Jürgen sitzt sichtlich sediert in der Cafeteria der Anstalt. Er blickt ohne Regung sehr langsam umher.
„Jürgen“, sagt Nicole, als sie plötzlich neben ihm steht.
Er blickt auf. „Nicole“, sagt er teilnahmslos.
Sie setzt sich neben ihn. „Was machst du?“ Sie drückt ihm einen flüchtigen Kuss auf die Wange.
„Ich? Was ich mache?“
„Ja, du kannst doch nicht einfach hier rumsitzen, so krank und nichts tun. Was ist denn, wenn du deinen Job verlierst?“
„Ich mach doch was.“
„Was denn?“
„Ich rechne!“
„Du rechnest? Ach, wieviel Geld du noch bekommst?“
Jürgens Blick wendet sich ab. „Aber es sind so viele Zahlen. So viele! Ich bin müde!“
Nicole starrt ihn verwundert an, dann legt sie ihm ein Schreiben vor. „Hier musst du unterschreiben!“, fordert sie ihn auf und drückt ihm einen Stift in die Hand.
Er schaut sie hilflos an.
„Es muss doch weitergehen, wenn du nicht da bist, Schatz!“, erklärt sie mit einschmeichelnder Stimme.

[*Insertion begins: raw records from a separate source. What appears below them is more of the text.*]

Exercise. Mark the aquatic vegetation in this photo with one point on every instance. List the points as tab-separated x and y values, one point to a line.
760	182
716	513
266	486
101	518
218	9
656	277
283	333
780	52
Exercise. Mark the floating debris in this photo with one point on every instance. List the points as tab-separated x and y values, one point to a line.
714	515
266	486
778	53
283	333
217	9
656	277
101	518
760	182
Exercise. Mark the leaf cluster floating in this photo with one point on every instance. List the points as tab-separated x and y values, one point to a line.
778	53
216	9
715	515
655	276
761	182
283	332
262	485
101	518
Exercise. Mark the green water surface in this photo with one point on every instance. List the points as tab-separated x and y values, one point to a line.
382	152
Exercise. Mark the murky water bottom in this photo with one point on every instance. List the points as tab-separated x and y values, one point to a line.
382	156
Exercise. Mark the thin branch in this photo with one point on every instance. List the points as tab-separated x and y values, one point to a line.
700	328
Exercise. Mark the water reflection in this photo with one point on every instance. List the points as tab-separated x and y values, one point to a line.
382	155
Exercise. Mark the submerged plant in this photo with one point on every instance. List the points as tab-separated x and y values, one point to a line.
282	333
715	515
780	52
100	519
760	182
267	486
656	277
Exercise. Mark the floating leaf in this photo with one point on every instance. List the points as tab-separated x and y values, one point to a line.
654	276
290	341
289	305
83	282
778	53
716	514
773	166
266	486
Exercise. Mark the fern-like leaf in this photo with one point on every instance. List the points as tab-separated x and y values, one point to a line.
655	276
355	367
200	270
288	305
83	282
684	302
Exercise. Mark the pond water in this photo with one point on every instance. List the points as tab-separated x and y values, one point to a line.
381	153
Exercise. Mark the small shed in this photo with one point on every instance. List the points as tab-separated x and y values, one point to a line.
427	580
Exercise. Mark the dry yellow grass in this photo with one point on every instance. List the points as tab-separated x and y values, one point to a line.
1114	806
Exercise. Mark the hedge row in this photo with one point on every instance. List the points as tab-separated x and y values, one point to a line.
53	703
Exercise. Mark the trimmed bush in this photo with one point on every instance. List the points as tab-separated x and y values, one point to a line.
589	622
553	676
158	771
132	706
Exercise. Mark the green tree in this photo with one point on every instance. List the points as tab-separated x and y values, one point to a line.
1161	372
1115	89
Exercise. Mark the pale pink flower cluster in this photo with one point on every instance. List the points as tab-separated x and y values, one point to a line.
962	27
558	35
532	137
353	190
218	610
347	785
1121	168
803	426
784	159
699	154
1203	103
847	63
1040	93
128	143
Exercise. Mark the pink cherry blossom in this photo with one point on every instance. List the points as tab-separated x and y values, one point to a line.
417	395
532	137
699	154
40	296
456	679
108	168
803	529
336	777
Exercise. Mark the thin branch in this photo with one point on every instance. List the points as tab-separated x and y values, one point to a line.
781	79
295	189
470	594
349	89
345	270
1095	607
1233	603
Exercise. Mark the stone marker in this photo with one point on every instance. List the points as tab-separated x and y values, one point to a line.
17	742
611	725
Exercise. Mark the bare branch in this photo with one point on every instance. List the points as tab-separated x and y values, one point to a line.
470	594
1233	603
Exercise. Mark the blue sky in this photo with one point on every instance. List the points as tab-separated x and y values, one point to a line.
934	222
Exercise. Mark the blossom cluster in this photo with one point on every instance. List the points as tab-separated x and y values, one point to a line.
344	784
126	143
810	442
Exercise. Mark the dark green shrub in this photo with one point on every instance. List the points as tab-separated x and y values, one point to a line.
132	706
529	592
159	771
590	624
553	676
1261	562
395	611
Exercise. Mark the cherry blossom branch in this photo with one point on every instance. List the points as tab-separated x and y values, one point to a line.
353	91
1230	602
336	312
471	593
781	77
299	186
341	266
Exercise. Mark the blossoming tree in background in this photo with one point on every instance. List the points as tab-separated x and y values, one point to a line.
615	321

„Ja, weitergehen“, sagt er und lächelt sie an.
„Hier!“, sagt sie und führt ihm die Hand. Er unterschreibt. Schnell nimmt sie das Schreiben an sich und drückt ihm einen Kuss auf die Wange. „Erhol dich gut, mein Schatz! Bis bald!“ Sie wendet sich ab und blickt im Gehen auf das Schreiben. Es ist eine Kontovollmacht.
Jürgen ist bereits wieder mit Zahlen beschäftigt.